Sunday, March 29, 2020

ICYMI: What Day Is This Edition (3/29)

I feel like retirement gave me a head start, but yes-- after a while, the days kind of blend together. Still, we have some reading from the week. Remember, share safely.

The Biggest Obstacle To Moving America's Public Schools Online

Susan Adams, my editor at Forbes, takes a look at some of the problems with just tossing school onto the interwebz.

Baghian and Vallas candidates for LA state ed chief job

The indispensable Mercedes Schneider shows us once again that there is no failure that some of these reformsters can't walk away from, their reputations and careers intact and rising. Why the hell would anyone hire Paul Vallas? It's a mystery.

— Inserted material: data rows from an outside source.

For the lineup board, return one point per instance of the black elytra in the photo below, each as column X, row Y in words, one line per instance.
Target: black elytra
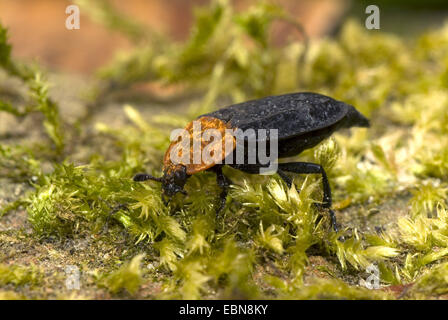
column 302, row 119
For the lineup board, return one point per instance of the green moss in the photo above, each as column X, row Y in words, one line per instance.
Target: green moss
column 128, row 277
column 19, row 275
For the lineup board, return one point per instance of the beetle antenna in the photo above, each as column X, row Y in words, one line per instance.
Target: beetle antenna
column 144, row 176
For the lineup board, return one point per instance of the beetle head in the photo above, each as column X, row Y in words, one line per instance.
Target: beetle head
column 173, row 180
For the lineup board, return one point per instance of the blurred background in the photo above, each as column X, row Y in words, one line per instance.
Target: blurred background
column 37, row 28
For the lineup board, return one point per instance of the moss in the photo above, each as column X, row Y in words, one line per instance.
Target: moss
column 19, row 275
column 128, row 277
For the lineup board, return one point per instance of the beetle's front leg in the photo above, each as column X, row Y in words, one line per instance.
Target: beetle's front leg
column 223, row 183
column 310, row 168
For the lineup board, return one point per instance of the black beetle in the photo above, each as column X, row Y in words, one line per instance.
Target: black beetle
column 302, row 119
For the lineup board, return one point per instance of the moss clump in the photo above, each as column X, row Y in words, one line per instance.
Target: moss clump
column 19, row 275
column 128, row 277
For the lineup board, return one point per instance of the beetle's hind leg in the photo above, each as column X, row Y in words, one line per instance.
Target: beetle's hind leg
column 286, row 179
column 313, row 168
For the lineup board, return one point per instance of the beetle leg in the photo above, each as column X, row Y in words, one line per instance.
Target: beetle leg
column 310, row 168
column 223, row 183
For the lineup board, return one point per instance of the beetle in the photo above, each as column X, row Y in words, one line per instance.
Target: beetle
column 302, row 119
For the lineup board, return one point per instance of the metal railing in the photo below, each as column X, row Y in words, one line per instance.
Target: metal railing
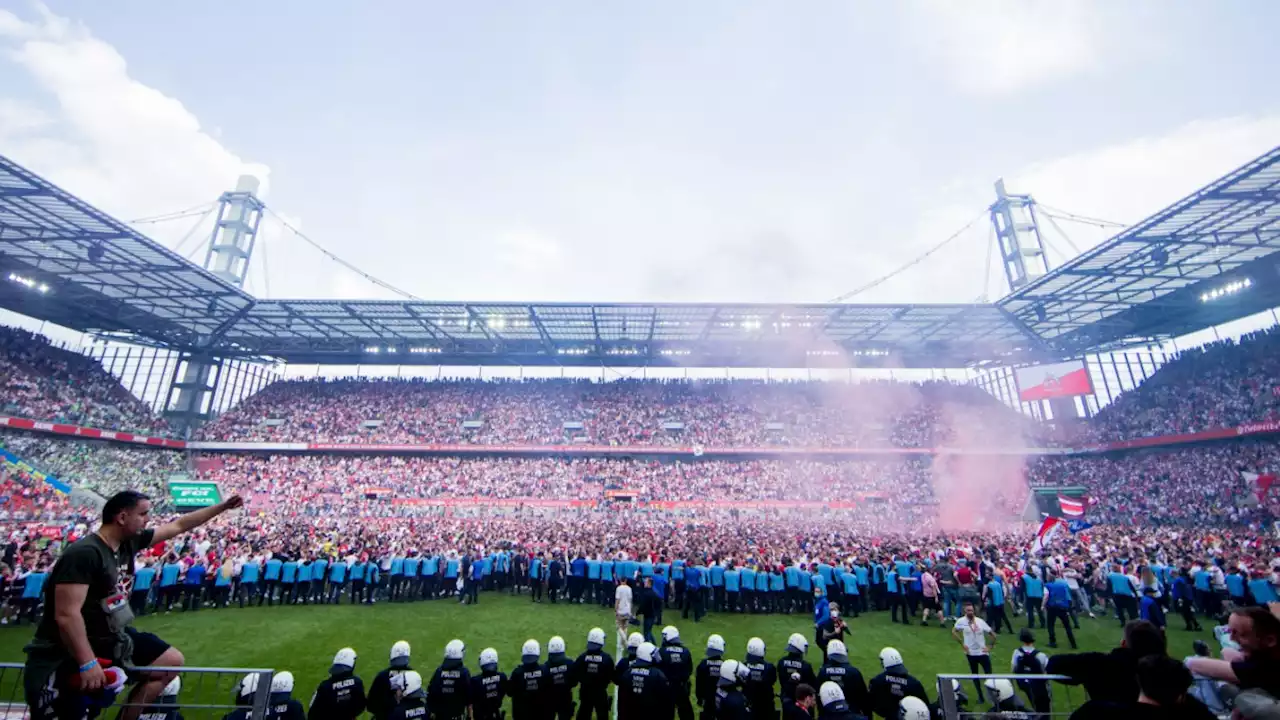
column 1059, row 701
column 208, row 693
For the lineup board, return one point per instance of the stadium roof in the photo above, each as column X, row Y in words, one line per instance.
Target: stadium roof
column 73, row 265
column 1148, row 281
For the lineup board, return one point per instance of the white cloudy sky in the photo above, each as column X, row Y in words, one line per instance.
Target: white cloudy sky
column 673, row 151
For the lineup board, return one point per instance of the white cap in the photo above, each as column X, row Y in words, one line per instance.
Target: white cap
column 1002, row 689
column 407, row 682
column 173, row 688
column 282, row 682
column 647, row 652
column 400, row 655
column 831, row 692
column 716, row 643
column 798, row 643
column 912, row 707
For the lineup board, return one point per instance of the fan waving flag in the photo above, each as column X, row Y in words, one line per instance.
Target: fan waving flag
column 1048, row 528
column 1072, row 506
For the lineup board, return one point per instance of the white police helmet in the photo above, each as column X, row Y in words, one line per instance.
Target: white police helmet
column 647, row 651
column 282, row 682
column 400, row 655
column 796, row 643
column 595, row 637
column 716, row 643
column 913, row 709
column 173, row 688
column 1002, row 689
column 407, row 683
column 830, row 693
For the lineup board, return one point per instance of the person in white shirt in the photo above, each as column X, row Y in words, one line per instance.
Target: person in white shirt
column 622, row 606
column 977, row 638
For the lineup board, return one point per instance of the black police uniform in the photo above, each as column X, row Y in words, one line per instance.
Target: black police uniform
column 338, row 697
column 705, row 678
column 560, row 669
column 645, row 693
column 794, row 670
column 284, row 707
column 382, row 698
column 850, row 680
column 488, row 688
column 449, row 691
column 593, row 674
column 888, row 688
column 412, row 707
column 529, row 692
column 731, row 703
column 758, row 689
column 677, row 665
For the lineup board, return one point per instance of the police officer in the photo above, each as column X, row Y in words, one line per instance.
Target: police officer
column 342, row 695
column 488, row 688
column 561, row 677
column 833, row 703
column 529, row 684
column 837, row 670
column 382, row 696
column 730, row 702
column 644, row 693
column 895, row 683
column 449, row 689
column 593, row 674
column 634, row 642
column 282, row 706
column 167, row 705
column 410, row 698
column 794, row 669
column 759, row 683
column 677, row 665
column 707, row 677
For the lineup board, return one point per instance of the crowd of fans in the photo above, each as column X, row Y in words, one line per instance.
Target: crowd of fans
column 45, row 382
column 625, row 413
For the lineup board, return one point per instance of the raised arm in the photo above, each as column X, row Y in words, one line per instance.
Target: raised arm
column 192, row 520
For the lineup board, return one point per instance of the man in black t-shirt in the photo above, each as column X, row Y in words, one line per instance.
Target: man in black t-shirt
column 87, row 615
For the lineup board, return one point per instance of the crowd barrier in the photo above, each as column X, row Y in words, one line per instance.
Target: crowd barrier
column 208, row 693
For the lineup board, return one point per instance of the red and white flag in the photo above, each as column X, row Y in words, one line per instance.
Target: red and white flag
column 1261, row 483
column 1072, row 506
column 1048, row 528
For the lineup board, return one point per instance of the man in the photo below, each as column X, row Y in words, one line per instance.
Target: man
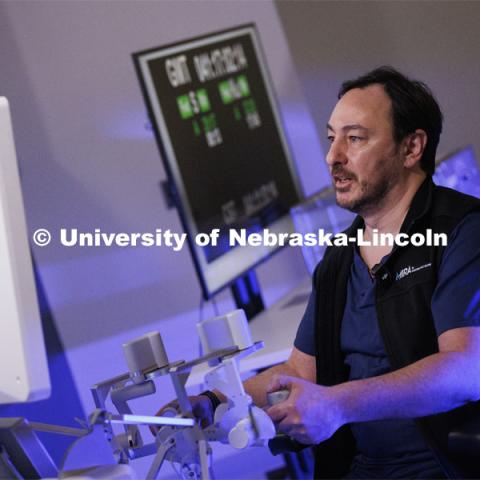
column 378, row 348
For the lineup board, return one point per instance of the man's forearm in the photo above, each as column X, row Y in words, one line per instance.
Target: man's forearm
column 434, row 384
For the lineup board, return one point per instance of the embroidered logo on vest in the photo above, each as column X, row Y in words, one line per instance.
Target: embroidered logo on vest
column 409, row 270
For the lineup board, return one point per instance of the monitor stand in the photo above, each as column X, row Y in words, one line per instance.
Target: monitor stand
column 247, row 295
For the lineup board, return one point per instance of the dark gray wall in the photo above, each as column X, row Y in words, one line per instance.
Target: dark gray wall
column 434, row 41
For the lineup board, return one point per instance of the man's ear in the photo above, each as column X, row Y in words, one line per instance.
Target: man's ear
column 414, row 147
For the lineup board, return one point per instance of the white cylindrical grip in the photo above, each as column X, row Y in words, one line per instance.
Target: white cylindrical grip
column 225, row 331
column 145, row 353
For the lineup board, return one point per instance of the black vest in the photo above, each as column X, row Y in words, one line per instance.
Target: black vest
column 405, row 284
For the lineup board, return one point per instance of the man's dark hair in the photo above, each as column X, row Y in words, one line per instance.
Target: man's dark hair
column 413, row 107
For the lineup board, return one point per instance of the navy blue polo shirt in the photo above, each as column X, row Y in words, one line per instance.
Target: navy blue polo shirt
column 455, row 303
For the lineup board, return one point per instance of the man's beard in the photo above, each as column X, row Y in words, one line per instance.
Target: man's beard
column 371, row 194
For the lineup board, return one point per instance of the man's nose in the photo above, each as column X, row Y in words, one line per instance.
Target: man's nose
column 336, row 153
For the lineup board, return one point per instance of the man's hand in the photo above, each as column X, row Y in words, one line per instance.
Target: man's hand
column 310, row 414
column 201, row 408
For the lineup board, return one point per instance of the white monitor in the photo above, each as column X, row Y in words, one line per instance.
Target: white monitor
column 24, row 373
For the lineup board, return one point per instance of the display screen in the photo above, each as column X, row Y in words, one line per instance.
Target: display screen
column 219, row 132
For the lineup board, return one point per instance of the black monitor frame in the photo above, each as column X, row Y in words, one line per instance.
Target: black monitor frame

Misreading the main idea about reading

God bless Paul Thomas for repeatedly wading back into the current iteration of the reading wars, and thank heavens he's willing to add his expertise to the conversation.

What do we need to teach now?

A reminder from Deborah Cohan at Inside Higher Ed that we shouldn't get so distracted by the challenging how of the current situation that we lose sight of the what.

Where left and right agree on civics education.

From Education Next, a fairly well-balanced look at where the left and the right do and don't disagree when it comes to civics education.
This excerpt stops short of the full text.